Rizky
Arief Shobirin1,2,*
1Jurusan Kimia, Fakultas
Matematika dan Ilmu Pengetahuan Alam,
2Pusat Studi Peradaban,
Universitas Brawijaya, Malang, Jawa Timur, Indonesia,
65100
*E-mail : rizky_ariefs@yahoo.com
Pendahuluan
Dalam beberapa tahun terakhir, kesadaran masyarakat terhadap lingkungan mulai
tumbuh dalam memperbaiki lingkungan yang justru saat ini semakin rusak yang
mayoritas karena penggunaan non-renewable
energy serta aktivitas eksploitasinya [1]. Sehingga, saat ini muncul
berbagai penelitian tentang sumber energi terbarukan (renewable energy resources) untuk mengurangi penggunaan bahan bakar
dan non-renewable energy lainnya
serta mengatasi kerusakan lingkungan.
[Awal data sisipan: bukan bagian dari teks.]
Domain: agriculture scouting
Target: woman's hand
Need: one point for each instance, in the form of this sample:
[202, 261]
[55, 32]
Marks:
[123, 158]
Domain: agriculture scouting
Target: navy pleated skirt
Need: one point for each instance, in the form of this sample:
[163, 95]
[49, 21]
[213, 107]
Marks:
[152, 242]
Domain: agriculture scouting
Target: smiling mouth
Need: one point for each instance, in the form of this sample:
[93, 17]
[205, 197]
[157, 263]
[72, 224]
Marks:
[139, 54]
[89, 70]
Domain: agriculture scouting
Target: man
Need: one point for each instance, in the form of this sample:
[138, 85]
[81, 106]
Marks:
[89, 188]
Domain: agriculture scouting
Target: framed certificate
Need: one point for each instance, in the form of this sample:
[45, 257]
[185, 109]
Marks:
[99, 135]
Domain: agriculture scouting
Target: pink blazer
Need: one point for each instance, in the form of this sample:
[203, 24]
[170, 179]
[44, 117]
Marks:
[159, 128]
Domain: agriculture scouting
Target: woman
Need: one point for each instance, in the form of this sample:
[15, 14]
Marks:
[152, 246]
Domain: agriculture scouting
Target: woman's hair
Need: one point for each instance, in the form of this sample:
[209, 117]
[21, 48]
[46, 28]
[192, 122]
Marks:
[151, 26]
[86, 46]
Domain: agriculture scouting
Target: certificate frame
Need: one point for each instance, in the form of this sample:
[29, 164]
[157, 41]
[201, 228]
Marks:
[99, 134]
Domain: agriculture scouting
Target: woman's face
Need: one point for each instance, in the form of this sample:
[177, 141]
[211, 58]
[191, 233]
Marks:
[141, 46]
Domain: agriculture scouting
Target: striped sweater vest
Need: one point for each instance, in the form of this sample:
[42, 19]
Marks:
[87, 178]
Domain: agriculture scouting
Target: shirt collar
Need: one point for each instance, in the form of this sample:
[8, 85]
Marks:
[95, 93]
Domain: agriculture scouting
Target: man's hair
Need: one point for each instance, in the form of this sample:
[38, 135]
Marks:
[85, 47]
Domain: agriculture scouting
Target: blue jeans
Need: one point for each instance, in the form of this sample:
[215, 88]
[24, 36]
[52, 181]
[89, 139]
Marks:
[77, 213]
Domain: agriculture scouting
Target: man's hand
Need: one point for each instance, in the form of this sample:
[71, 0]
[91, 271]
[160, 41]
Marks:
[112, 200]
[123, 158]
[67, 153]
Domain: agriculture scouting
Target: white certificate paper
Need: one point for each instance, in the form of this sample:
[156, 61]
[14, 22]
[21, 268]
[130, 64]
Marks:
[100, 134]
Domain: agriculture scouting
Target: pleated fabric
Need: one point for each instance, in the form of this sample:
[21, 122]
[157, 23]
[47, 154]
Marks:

Dalam pengembangan penelitian dan
aplikasinya saat ini salah satunya adalah solar
cell. Solar cell mengkonversi
sinar matahari langsung menjadi energi listrik, tanpa menghasilkan polusi dan kebisingan,
serta tidak memerlukan bahan bakar lainnya [2]. Manfaat dari penggunaan solar cell sangat potensial, yang mana
secara penghitungan matematis dapat mengurangi jumlah penggunaan sumber energi
tidak terbarukan lainnya secara signifikan dan menghemat biaya pengeluaran. Namun,
saat ini aplikasi dari photovoltaic ini
hanya mampu memenuhi kebutuhan energi dalam skala kecil dari produksi energi
global secara keseluruhan, dan saat diaplikasikan pada industri, angka
pemenuhan kebutuhan energi masih belum mencukupi, dengan kata lain belum dapat
diimplementasikan [3]. Hal tersebut disebabkan oleh kurangnya metode penyimpanan
energi listrik dan biaya yang tinggi dari masing-masing komponen dalam sistem solar cell. Meskipun demikian, bukan
berarti solar cell tidak propekif
dalam aplikasi sebagai new generation of
renewable-energy resources, karena solar
cell secara prinsip kerja dan teorinya dapat dikembangkan menjadi low-cost consumable energy resources
(sumber energi konsumsif biaya rendah), mengurangi pencemaran lingkungan yang
saat ini sebagian besar berasal dari emisi CO2 dari bahan bakar
konvensional, serta menjawab kebutuhan energi skala global di masa depan [4-6].
Prinsip Kerja Solar
cell
Konversi Energi Surya pada Solar cell
Secara mendasar, sumber energi solar cell adalah foton yang berasal
dari sinar matahari. Foto yang masuk ke dalam solar cell didistribusikan, dengan cara yang bergantung pada beberapa
variabel seperti lintang, waktu, dan kondisi atmosfer, panjang gelombang yang
berbeda. Hasil pengolahan dari energi cahaya yang masuk ke dalam solar cell merupakan energi listrik yang
dapat digunakan dalam bentuk arus dan tegangan [7].
Perkembangan Material
dan Teknologi pada Komponen Thin Film
Solar cell
Thin film merupakan komponen krusial
dalam solar cell, karena thin film berperan sebagai konduktor
foton masuk dan diteruskan pada p-layer,
n-layer hingga substrat untuk
menghasilkan energi listrik dan digunakan sebagai sumber energi. Pada
perkembangan penggunaan material serta teknologi modifikasinya dibagi menjadi 3
kelas, yang pertama yaitu kelas berbasis silicon, kelas kedua yaitu berbasis chalcogenide,
serta kelas ketiga yaitu berbasis organo-metal
(organologam) dan polimer [3].
Thin Film
berbasis Silicon
Silikon
amorforus sudah banyak digunakan sebagai komponen dasar dalam suatu perangkat
digital seperti kalkulator dan jam tangan. Silikon amorforus single-junction terdeposisi pada suhu
rendah sehingga 10% hidrogen menjadi terlepas dan sel individu tersebut
terdeposisi menjadi lapisan gelas sebagai konduktor pada hubungan p-i-n junction layer, sebagaimana ditunjukkan
pada gambar 1. Namun, pada perkembangan risetnya menunjukkan silikon amorforus
tidak memiliki tingkat konduktifitas yang tinggi, dilakukan modifikasi dengan
penambahan layer konduktif transparan
berbasis timah oksida diantara silikon dan lapisan gelas tadi [3].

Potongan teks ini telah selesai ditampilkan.